La vida como parábola no es sólo uno de los libros más grandes y hondos de la renacida literatura hebrea, también es el retrato de un hombre tímido y sensible, llano e iracundo, cuyo destino-ahora que ya no está entre nosotros y podemos decirlo con rotundidad-ha sido el de hacer florecer su alma una y otra vez, en medio de las malas hierbas del tiempo que le tocó en suerte vivir y en una región del mundo desgarrada por conflictos raciales y religiosos. Paráj neshamató, floreció su alma, decimos en hebreo cuando el que muere nos revela los colores de su personalidad. Floreció su alma. Por eso somos capaces de ver los contornos de sus actos, el delicado matiz de sus palabras y pensamientos y el grado de perfección y nobleza alcanzados cuando los seres que hemos amado ya no están. La versión española que la profesora Varela ha tallado, pulido y mimado con auténtico celo, no es la de una simple traductora sino la de alguien para quien la vida también es una parábola llena de sentido, un cuento digno de ser contado.

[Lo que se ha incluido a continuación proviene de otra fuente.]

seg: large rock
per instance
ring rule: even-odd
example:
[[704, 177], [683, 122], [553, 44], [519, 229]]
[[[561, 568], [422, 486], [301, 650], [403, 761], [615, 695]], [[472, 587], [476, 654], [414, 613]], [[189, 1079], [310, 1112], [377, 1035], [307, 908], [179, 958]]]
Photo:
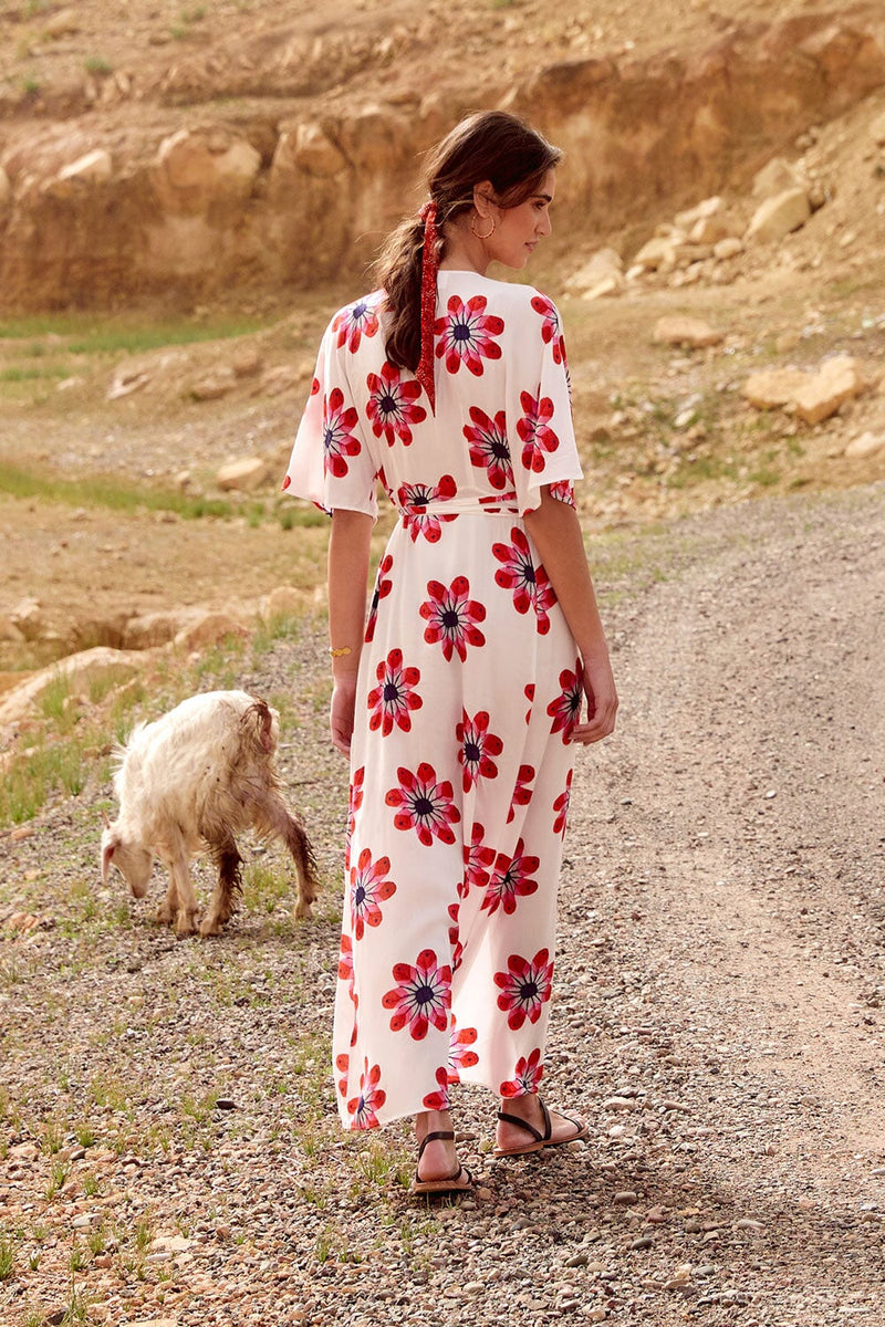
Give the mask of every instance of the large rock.
[[654, 324], [651, 340], [658, 345], [682, 345], [691, 350], [702, 350], [710, 345], [722, 345], [724, 333], [716, 332], [703, 318], [663, 317]]
[[820, 370], [793, 397], [796, 414], [805, 423], [820, 423], [836, 414], [843, 402], [865, 389], [864, 370], [848, 354], [825, 360]]
[[767, 198], [752, 215], [747, 227], [748, 240], [776, 243], [797, 231], [811, 216], [811, 203], [804, 188], [788, 188], [783, 194]]
[[179, 129], [159, 145], [154, 183], [166, 210], [199, 215], [247, 199], [260, 169], [260, 153], [232, 130]]
[[219, 488], [239, 492], [252, 492], [260, 488], [267, 479], [267, 462], [260, 456], [241, 456], [239, 460], [230, 460], [215, 475]]
[[756, 410], [774, 410], [791, 405], [809, 377], [804, 369], [763, 369], [752, 373], [740, 391]]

También para ella, sospecho, cada uno de nosotros es un teatro completo de signos, prodigios y retazos de sueños. Si algo enseña el libro de Sadé es que todas las existencias, de las más grandes a las más nimias, son chispas que el Creador ha hecho brotar del crisol de los mundos para que aprendan a ser conscientes de la estela de su pasaje. Sadé, que se consideraba a sí mismo un hombre cualquiera, un pobre diablo incluso, alguien que a veces era asistido por el resplandor de la redención, ha obrado el milagro de hacer que sus lectores puedan imaginarse poco menos que ángeles, seres dignos de atención y respeto. En todo caso hermanos en la alegría, el dolor y la mera pasión de existir mientras oímos, como él, el vasto, pétreo y floral silencio de la tierra.